Two teachers at the high school and two at the middle school would also be ideal, Pustejovsky said.
Finding enough ESL and bilingual teachers has been an issue in school districts across Texas for years. The issue isn’t only that schools lack teachers, but also applicants for the jobs, according to Pustejovsky.
At ECISD, ESL Pre-K and Kindergarten students focus on learning English in their original language. First grade is a transition year from Spanish to English, and by second grade, students are expected to learn mainly in English.
Due to the shortage of teachers, students in the program are expected to take state exams in English by the time they reach third grade.
“The reality is, right now, because we don’t have a bilingual teacher (for) third grade, those kids are going to be expected to take an English STAAR test,” Pustejovsky said.
ECISD has tried to certify teachers already working for the district, but they often give up before completing their certification, Pustejovsky said.
More ESL/Bilingual teachers would allow students a slower transition process out of the program.
“It would be better if (students) had more time in their ... original language,” Pustejovsky said. “Until we have more teachers, and more applicants, that are bilingual certified, it’s a hard task.”

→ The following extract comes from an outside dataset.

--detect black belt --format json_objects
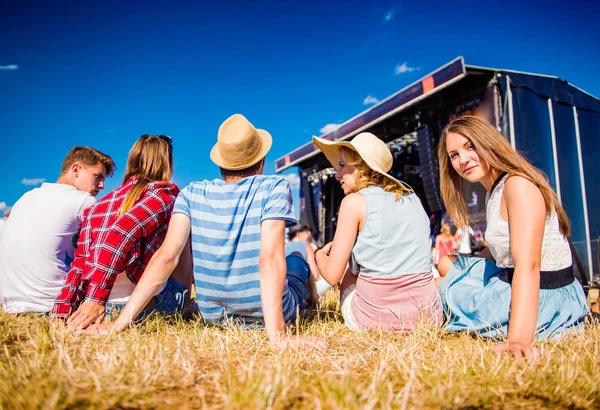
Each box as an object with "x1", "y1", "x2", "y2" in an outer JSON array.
[{"x1": 498, "y1": 265, "x2": 575, "y2": 289}]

Program leaders reorganized the framework of the program last year, addressing the process of how students finish the ECISD program. This year, 18 students were able to finish the ESL program.
ECISD program leaders think the key to solving the problem could be recruiting people from the El Campo area. The last bilingual teacher ECISD hired was a second grade teacher, local to El Campo, in February.
“I do think that’s probably the best avenue right now, is looking for people here in the community that are interested or can go back and get certified,” Assistant Superintendent Dolores Trevino said at the meeting. “That’s what we’ve been having a little bit of success with.”